Ve az önce kendisi hâlâ farkında olmasada yanlış bir hareket yapmıştı. Aslında buna yanlış demek az kalırdı. Bir hareket yapmıştı; bu hareket onun için yanlıştan daha fazlaydı. Başlı başına hataydı. Hatalı bir hareket yapmıştı. Tıpkı benim bir anlık sinirle buraya gelip kimseye konumumu söylemeyerek saatlerce burada çalışıp dolanmamdaki gibi büyük bir hata yapmıştı hemde.

Kulağıma fısıldamıştı.

Sesini bana duyurmuştu.

Ve sesi bana çok tanıdık gelmişti. Sesi çok tanıdıktı. Sesi oldukça kalın bir erkek sesiydi ve o ses çok tanıdıktı. Ben bu sesin sahibini tanıdığıma emindim. Nasıl ki Ecrin Sancaktar ismini bir yerlerde duyduğuma adımın Derin olduğu kadar eminsem, bu sesin sahibinide tanıdığıma emindim.
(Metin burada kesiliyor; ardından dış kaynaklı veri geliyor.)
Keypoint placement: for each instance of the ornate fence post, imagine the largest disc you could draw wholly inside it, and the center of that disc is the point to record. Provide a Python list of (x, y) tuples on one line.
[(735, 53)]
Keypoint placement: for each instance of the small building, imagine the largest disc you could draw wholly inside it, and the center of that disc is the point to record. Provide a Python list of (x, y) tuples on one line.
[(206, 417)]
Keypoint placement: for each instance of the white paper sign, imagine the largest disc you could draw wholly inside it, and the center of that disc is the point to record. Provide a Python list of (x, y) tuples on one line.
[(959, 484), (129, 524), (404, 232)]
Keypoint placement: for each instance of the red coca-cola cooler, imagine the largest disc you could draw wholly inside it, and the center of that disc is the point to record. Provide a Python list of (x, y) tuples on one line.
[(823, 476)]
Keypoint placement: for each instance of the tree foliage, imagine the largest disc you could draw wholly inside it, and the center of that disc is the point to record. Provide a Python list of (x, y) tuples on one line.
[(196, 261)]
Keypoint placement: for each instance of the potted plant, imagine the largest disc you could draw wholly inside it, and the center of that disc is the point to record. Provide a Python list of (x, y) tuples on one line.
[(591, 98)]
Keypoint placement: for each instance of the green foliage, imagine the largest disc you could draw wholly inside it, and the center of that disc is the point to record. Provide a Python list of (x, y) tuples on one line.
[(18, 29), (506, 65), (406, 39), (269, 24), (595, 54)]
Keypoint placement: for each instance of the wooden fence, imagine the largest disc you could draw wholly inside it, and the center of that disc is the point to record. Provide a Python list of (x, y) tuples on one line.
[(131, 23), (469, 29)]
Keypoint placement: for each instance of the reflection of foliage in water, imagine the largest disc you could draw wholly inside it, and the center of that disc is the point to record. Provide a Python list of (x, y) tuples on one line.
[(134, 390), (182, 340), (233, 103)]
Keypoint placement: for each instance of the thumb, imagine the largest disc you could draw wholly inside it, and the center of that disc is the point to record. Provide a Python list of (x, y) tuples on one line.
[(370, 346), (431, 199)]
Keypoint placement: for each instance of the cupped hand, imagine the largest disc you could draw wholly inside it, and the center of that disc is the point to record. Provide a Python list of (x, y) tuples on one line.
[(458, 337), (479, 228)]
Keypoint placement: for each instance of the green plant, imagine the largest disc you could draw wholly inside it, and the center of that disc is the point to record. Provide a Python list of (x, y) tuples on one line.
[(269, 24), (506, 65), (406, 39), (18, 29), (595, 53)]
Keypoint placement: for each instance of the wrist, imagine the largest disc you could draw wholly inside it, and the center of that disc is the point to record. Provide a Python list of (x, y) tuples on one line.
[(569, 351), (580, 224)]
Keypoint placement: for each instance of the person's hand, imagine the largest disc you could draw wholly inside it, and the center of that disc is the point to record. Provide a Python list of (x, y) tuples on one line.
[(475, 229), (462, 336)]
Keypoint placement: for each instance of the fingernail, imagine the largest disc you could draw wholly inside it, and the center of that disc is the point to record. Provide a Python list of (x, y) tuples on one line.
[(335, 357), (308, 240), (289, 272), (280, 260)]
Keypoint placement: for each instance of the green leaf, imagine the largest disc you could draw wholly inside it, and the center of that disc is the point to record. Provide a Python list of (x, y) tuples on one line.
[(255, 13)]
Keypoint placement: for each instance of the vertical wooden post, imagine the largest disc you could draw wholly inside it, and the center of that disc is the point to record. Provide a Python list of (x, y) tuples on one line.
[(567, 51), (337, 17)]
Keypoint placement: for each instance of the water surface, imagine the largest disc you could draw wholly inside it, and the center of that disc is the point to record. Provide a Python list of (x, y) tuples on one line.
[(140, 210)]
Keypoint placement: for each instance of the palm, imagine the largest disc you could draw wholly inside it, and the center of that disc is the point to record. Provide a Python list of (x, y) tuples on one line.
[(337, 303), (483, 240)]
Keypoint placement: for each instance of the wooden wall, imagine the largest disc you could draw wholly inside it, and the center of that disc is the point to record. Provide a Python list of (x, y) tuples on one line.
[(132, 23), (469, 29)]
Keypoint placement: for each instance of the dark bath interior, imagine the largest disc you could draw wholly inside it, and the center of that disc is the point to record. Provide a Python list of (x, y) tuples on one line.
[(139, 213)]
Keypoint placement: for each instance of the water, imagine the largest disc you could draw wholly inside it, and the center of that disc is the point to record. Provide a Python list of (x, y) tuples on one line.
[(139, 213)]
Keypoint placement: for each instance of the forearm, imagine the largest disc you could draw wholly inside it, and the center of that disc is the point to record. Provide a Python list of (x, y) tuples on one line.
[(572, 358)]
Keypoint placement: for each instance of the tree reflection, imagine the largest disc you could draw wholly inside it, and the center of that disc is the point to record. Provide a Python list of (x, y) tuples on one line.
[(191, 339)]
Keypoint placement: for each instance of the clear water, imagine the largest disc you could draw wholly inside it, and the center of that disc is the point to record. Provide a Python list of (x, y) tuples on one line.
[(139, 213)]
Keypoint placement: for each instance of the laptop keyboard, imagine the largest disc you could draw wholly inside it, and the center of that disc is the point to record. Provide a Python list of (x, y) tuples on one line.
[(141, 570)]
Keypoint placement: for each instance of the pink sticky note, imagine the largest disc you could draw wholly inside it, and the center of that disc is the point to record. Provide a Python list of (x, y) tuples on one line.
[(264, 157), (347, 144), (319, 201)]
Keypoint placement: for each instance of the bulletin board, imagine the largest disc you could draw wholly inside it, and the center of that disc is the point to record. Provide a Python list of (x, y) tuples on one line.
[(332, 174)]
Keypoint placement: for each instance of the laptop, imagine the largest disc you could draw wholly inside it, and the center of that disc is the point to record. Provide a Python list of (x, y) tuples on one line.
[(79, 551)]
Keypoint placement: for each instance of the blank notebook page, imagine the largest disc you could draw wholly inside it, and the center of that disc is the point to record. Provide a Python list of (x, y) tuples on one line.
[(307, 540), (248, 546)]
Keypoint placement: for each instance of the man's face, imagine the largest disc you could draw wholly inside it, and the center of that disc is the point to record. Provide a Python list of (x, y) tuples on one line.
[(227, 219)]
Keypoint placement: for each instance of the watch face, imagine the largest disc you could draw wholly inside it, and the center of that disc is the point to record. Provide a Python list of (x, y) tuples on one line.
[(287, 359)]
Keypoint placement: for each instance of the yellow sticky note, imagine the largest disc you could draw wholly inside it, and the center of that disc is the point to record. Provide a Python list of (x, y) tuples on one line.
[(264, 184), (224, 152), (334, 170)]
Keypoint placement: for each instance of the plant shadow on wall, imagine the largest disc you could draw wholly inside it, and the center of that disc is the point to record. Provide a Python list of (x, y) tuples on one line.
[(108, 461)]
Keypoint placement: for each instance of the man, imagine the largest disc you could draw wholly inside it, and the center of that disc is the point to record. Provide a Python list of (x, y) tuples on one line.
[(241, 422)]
Ses, zihnimde vardı. Zihnimde kayıtlıydı fakat sesin sahibine ait hiçbir şey yoktu. Ses tanıdıktı fakat sesin sahibinin görüntüsü yoktu.

Anladığım şeyle birlikte gözlerimin şüpheyle kısıp, alt dudağımı kanatmak istercesine dişledim. O, yabancı biri değildi. Şu anda beni çiftliğin en ücra köşesine doğru sürükleyen şahsiyet yabancı biri değildi. Aylardır bizi tehdit eden bu şahsiyet benim için yabancı değildi. Tanıdığım biriydi. Yemin ederim ki tanıdığım biriydi! Kimdi?

Görüntüyü kafamda oluşturamıyordum.

Siktiğimin hafızası yine iptal olmuştu.

Ses zihnimde kayıtlıydı, görüntüsü yoktu!

Ah, harika!

Tam sırasıydı şu an zaten hafızamın parça parça dağılmasının! Tam sırasıydı!

Bir umut yüzünü görmek için boynumdaki kolundan kafa hareketlerimle kurtulmaya çalıştığımda hareketlenmem onun garip bir homurtu çıkarmasına ve kısık sesle küfür etmesine neden olmuştu. Anlık boşluğundan faydalanarak gözlerimi açıkta olan kollarında gezdirdim. Belimle birlikte iki elimi hapsetmeyi başaran uzun sağ kolunu süzüp bileğine baktım. Çapa dövmesi yoktu. Çenemi hafifçe eğerek boynuma kıpraşmamam için doladığı sol kolunada  hızlıca bir bakış attım. Yine çapa dövmesi yoktu.